La muerte inesperada es tremenda, uno, al principio, no lo cree, lo siguiente es corroborar la noticia, pero al paso de los días la incredulidad hace su presencia y tratamos de ir con el ausente a realizar las actividades cotidianas, hasta caer en cuenta que ya no hay nada, entonces los recuerdos dimensionan la partida y cierta acidez recorre la boca hasta formar un hueco en el estómago. La nostalgia, las cosas inconclusas, las palabras en el aire, todo, nos devuelve a la cordura, a la aceptación. Y ahí vamos, justificamos nuestro paso por el lugar donde miramos por última vez a esa persona y gozamos, de manera íntima, la ausencia del otro, ese dolor tan apegado a la muerte, a la idiosincrasia de la tragedia.
Hace diez años, al llegar al lugar donde vivo, descubrí un negocio que su especialidad era la venta de raspados, también había refrescos, papas fritas, dulces y toda aquello que lo convertía en la delicia de los chicos chuchuluqueros. Quien atendía el negocio, Pancho Mísquez, era un hombre alto y delgado, de manos grandes y voz fuerte, parecía un gran danés detrás del aparador. Bastó la breve charla por primera vez y saber que compartíamos amigos y diferencias políticas, para que naciera una amistad enorme. A veces, el ir a comprarle algo era el pretexto para platicar y discutir cualquier tema, como buen tendero, tenía la información de primera mano a pesar de no tener teléfono inteligente, era de la vieja guardia, esos que creen en la palabra hablada, en la cultura oral de los barrios. Su tienda era punto de reunión para los ratos libres, para conocer gente, para el debate, era ahí el Facebook de los viejos.
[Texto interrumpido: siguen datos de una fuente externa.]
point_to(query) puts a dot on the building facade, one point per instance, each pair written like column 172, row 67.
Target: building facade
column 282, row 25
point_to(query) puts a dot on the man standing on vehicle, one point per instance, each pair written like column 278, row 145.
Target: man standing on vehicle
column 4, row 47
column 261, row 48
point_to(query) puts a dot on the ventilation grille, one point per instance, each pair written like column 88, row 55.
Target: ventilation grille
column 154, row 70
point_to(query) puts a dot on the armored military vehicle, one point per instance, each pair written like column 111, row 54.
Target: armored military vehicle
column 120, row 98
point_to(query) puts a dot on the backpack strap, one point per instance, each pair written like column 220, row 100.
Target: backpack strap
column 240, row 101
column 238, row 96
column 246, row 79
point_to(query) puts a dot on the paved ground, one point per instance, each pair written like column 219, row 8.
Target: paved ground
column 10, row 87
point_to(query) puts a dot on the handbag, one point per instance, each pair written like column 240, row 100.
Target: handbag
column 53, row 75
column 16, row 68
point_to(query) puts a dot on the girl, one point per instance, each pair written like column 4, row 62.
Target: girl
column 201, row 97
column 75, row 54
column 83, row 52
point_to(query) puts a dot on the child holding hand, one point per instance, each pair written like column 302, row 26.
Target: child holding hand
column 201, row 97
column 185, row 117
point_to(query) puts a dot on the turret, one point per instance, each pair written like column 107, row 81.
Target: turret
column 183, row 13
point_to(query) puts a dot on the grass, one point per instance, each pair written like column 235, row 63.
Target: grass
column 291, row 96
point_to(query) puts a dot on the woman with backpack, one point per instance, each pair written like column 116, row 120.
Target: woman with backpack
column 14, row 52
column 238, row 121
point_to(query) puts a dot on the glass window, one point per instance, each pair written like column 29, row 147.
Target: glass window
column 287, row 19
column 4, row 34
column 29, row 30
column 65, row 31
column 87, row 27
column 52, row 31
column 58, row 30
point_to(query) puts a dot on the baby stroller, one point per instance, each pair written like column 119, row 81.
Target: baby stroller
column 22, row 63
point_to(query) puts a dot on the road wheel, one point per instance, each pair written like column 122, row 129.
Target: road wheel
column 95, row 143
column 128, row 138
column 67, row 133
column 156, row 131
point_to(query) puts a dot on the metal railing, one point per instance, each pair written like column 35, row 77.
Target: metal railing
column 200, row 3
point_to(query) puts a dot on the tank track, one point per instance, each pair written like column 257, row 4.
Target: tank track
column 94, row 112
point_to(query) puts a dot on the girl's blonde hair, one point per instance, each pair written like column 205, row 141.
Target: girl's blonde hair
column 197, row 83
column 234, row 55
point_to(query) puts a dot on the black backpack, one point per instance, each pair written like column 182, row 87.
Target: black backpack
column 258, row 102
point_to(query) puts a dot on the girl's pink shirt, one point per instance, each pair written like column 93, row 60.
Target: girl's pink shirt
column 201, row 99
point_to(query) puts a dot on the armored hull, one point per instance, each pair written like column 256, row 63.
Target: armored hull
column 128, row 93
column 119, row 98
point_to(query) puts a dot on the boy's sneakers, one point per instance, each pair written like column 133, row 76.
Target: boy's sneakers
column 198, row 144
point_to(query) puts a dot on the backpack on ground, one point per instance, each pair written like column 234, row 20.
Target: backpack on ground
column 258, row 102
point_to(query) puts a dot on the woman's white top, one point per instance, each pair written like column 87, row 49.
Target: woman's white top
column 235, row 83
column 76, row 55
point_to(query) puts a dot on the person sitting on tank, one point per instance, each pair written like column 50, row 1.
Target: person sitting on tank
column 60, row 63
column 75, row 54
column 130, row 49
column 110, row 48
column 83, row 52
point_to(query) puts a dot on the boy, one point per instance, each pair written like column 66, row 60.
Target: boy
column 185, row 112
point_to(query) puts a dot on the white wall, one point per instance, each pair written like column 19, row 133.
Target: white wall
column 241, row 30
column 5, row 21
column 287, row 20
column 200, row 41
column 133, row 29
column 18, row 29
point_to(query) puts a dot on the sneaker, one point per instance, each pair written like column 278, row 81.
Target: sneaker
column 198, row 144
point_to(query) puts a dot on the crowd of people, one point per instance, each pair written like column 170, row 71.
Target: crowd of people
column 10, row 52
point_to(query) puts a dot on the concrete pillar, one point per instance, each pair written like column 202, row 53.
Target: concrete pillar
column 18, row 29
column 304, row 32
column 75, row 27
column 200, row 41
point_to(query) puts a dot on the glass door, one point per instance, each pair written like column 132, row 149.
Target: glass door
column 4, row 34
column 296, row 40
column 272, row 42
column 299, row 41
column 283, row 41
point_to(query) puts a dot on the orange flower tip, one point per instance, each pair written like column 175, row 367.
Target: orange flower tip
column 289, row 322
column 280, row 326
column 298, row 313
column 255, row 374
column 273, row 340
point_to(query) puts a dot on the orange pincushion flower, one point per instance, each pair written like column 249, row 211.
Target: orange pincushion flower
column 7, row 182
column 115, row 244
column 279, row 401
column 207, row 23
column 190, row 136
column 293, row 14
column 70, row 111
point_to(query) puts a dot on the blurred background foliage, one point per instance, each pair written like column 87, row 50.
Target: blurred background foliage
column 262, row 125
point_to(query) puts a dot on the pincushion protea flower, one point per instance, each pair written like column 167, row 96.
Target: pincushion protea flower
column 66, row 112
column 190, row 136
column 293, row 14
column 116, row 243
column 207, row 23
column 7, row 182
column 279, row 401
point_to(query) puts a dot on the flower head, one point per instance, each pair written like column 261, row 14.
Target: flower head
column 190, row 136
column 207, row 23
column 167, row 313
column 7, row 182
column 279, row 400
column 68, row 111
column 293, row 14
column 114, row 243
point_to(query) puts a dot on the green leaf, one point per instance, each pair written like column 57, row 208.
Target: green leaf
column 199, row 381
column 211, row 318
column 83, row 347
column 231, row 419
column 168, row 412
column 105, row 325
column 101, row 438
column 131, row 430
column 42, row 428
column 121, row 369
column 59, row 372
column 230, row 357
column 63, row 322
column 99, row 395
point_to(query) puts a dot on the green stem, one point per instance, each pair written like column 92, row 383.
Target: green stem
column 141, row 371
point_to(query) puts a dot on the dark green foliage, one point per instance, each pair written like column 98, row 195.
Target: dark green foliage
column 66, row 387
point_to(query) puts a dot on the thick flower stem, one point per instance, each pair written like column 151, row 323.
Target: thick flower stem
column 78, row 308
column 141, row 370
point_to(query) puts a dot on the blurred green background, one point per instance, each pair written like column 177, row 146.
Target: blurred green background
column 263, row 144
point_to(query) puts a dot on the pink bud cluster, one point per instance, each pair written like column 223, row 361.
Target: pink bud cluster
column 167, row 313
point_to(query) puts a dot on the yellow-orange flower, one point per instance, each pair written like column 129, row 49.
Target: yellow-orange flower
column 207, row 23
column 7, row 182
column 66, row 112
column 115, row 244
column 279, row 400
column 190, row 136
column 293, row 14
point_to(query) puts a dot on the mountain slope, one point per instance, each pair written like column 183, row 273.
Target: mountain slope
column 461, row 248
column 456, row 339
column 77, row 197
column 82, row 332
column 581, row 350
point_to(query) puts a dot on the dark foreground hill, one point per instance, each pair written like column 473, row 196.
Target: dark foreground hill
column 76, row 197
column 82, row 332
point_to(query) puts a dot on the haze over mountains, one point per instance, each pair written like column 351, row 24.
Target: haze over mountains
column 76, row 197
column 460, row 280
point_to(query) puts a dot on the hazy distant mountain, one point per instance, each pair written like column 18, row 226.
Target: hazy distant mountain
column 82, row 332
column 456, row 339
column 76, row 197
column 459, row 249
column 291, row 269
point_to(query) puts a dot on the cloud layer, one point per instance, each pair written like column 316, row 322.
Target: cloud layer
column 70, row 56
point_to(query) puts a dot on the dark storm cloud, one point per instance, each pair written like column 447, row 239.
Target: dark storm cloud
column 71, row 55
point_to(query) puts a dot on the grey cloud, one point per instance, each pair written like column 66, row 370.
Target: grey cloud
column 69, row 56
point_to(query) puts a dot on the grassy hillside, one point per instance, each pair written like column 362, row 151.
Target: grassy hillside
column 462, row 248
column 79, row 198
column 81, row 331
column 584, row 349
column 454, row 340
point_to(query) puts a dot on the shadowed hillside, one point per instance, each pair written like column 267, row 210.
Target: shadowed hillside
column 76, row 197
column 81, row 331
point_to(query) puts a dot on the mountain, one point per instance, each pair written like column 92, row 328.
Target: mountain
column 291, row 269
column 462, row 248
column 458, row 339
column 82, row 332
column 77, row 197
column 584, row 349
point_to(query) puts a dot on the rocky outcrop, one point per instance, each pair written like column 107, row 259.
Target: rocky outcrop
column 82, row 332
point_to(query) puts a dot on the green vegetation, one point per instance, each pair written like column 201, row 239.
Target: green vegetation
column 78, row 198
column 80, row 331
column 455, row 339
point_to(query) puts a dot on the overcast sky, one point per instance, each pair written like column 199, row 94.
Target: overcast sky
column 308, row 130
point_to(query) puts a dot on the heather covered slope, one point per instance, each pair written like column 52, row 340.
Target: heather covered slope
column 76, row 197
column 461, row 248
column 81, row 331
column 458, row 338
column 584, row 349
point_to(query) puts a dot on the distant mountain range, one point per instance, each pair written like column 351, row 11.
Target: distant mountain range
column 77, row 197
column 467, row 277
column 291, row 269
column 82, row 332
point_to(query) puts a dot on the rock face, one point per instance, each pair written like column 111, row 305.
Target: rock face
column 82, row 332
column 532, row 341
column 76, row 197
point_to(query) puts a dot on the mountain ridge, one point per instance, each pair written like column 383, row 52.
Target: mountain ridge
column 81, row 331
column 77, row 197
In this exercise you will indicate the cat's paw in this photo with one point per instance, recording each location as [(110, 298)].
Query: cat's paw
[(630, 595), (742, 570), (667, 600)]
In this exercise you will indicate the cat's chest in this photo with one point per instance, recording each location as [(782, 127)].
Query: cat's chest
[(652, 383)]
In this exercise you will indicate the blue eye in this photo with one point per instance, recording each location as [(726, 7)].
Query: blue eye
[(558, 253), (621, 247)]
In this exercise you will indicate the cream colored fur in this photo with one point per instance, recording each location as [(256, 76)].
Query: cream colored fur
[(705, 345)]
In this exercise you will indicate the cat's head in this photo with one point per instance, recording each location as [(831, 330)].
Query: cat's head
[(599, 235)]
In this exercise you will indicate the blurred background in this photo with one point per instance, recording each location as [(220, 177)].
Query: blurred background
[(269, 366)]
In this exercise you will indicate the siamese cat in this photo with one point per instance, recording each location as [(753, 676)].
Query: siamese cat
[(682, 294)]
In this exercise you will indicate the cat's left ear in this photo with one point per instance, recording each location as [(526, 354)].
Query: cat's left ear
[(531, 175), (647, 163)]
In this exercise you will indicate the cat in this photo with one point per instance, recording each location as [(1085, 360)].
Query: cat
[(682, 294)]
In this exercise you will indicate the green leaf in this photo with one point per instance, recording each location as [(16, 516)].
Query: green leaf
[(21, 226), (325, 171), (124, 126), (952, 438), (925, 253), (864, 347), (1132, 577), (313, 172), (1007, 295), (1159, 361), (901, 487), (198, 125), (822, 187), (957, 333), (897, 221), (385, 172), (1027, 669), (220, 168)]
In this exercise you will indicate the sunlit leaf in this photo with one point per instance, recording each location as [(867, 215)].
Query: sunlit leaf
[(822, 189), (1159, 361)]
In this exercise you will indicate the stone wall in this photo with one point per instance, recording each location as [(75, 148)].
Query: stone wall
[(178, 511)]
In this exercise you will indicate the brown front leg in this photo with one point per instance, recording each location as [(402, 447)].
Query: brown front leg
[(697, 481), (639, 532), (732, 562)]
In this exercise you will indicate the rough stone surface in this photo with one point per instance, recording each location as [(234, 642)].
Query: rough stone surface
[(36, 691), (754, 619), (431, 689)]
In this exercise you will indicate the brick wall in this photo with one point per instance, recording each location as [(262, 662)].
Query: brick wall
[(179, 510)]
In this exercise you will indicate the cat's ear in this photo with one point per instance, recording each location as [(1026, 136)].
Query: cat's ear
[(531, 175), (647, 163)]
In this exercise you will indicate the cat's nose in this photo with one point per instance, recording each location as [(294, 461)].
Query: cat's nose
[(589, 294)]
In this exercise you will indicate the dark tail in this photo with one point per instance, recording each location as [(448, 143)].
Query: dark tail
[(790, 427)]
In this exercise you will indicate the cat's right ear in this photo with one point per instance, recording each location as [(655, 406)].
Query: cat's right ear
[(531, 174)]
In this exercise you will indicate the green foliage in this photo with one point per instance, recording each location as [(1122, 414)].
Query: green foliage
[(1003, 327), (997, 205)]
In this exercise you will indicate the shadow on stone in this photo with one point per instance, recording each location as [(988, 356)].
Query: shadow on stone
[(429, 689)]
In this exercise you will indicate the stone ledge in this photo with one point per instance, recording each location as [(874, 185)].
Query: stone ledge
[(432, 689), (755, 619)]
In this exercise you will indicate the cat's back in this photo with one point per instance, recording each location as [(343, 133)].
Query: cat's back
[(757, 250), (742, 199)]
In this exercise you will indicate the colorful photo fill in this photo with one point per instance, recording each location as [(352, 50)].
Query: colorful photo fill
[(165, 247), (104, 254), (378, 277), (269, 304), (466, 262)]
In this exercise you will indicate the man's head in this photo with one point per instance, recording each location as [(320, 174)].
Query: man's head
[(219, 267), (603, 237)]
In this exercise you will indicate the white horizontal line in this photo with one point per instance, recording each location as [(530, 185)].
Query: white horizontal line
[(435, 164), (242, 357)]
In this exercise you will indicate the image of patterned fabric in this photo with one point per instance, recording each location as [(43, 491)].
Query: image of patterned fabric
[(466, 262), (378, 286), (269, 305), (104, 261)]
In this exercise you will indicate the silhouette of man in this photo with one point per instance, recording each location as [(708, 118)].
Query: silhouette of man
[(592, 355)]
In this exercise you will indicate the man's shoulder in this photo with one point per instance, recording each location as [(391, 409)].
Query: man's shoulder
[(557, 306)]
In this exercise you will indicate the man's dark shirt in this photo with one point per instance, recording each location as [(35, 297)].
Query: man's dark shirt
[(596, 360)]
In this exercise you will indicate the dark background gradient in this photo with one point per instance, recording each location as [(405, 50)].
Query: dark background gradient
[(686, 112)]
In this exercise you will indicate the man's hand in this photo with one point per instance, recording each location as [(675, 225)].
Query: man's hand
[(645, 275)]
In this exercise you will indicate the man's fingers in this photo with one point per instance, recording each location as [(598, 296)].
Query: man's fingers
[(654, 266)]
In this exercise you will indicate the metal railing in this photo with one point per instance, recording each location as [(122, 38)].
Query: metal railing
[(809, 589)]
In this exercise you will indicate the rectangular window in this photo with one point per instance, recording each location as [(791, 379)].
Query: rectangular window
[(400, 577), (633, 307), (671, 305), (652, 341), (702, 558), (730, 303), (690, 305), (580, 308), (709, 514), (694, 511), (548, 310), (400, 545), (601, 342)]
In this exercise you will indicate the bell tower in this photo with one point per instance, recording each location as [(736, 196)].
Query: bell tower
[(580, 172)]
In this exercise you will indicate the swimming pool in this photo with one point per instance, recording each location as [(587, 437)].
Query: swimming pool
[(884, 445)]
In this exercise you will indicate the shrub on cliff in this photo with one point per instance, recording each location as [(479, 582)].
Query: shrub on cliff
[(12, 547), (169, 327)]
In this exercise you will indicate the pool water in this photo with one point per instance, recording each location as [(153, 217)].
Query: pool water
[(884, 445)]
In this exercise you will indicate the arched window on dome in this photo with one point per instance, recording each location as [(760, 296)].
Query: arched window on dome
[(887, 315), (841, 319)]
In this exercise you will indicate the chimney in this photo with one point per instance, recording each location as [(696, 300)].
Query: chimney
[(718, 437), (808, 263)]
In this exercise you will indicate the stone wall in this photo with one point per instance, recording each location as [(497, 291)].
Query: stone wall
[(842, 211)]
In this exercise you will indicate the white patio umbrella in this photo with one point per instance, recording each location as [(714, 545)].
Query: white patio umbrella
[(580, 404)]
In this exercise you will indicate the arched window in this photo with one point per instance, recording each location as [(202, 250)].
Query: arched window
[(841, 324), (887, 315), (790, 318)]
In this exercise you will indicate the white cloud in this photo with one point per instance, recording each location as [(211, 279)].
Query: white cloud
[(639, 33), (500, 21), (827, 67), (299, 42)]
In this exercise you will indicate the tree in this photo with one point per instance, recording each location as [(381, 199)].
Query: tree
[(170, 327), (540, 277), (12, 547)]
Diez años conviví con él, tiempo que guardará mi memoria, esa caja de pandora que en ocasiones dudamos en abrir. Permanecerá el vacío allá afuera, pero dentro siempre estará él, habrá momentos puntuales para recordarlo, cuando pase por su tienda sentiré la leve pesadumbre de la ausencia y evocaré algún disparate, los pesos perdonados en la compra, las noticias de la calle, todo eso que apelaba a beber refrescos con harto hielo. Solo resta decirte, Pancho, que ahí queda tu banca amarilla, el plan de suplirla por mesitas para incentivar más la plática, las preguntas tontas de obviedades para descongelar la llegada repentina, tus pleitos por las botellas. El Licenciado, el Pancho, el ingeniero pedo, el Luchador, el Borrego, Pancho el Taquero, las doñas de la taquería, todos, ya te extrañamos. Hasta siempre, amigo.